We’ve all heard of those millionaire entrepreneurs who were selling comics in the playground aged 6. Or the billionaires who started a company in their dorm room and now want to go into space (ideally in their own phallic-shaped rocket). But, sometimes, success can come late. Actually, success mostly comes late (see below). So, if you’re in the second half of life and think you’ve blown it, think again. Here are the better-late-than-never entrepreneurs who became millionaires after 60.

It’s never too late…

Thanks to high-profile names like Mark Zuckerberg, Steve Jobs, Bill Gates and Elon Musk, there’s a popular misconception that millionaires make it young. However, the numbers paint a very different picture.

Just 2.4% of millionaires are under 35. And less than a third are under 55. So, if you’re going to settle for being just your average millionaire, then you’re not going to make it big until you’ve blown out a lot of candles on your Birthday cake.
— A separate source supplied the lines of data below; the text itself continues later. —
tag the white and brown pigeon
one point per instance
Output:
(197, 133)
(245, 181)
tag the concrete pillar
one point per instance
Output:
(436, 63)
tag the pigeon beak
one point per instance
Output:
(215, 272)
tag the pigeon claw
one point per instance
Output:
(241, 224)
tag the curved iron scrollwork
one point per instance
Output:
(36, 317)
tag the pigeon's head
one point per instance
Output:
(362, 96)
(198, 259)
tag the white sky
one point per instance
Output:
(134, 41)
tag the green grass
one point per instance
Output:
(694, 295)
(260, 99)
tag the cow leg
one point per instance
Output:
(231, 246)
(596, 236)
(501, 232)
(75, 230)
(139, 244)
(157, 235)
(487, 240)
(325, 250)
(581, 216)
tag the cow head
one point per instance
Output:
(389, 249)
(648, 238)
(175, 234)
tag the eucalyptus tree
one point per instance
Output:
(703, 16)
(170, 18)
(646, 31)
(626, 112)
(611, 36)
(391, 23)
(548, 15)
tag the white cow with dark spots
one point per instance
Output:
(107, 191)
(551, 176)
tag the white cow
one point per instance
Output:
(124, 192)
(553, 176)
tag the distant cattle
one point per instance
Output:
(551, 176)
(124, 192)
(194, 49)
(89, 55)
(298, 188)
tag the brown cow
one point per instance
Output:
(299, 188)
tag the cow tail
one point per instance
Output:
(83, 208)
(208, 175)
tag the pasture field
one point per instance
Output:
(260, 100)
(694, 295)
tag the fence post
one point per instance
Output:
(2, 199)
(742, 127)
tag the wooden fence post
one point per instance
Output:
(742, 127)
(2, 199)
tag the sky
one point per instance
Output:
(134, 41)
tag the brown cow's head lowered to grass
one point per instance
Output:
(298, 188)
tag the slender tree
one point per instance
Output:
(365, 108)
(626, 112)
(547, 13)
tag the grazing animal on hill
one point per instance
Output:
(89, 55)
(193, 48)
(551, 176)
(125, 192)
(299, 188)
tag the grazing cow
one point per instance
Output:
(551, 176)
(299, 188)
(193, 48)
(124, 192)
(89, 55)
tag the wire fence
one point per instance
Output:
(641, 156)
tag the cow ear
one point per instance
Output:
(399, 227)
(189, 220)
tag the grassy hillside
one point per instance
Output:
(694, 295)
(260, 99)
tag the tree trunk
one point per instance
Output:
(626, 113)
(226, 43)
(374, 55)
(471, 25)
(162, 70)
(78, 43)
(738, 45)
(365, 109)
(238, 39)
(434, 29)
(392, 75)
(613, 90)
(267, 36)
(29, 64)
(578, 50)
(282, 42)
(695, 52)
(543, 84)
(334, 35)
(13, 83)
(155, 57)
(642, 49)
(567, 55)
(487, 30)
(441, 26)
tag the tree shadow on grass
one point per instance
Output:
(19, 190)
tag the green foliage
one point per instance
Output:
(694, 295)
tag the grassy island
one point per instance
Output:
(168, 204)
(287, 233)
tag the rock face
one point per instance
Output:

This is the age of the Midlife Millionaire.

Who Wants to Be a Millionaire?

Millionaires are mostly college-educated, stock-holding, car-driving homeowners. Doesn’t sound too crazy, does it? Most don’t have a master’s degree or doctorate. Most don’t own their own company (though that may be because they’ve already sold it). They have all tucked away money in their retirement savings. Actually, they’re pretty similar to us… just a bit richer. Let’s see how they did it.

Plastic toy version of Colonel Sanders

Harland Sanders, 62 (KFC)

Probably the most famous to make it to a million dollars is Colonel Sanders. Yes, he of Kentucky Fried Chicken fame. Already a successful entrepreneur, he Colonel didn’t open his first chicken restaurant until he was 62 and only really made it after he began franchising 4 years later. In 1964 he sold the franchise business for $2 million.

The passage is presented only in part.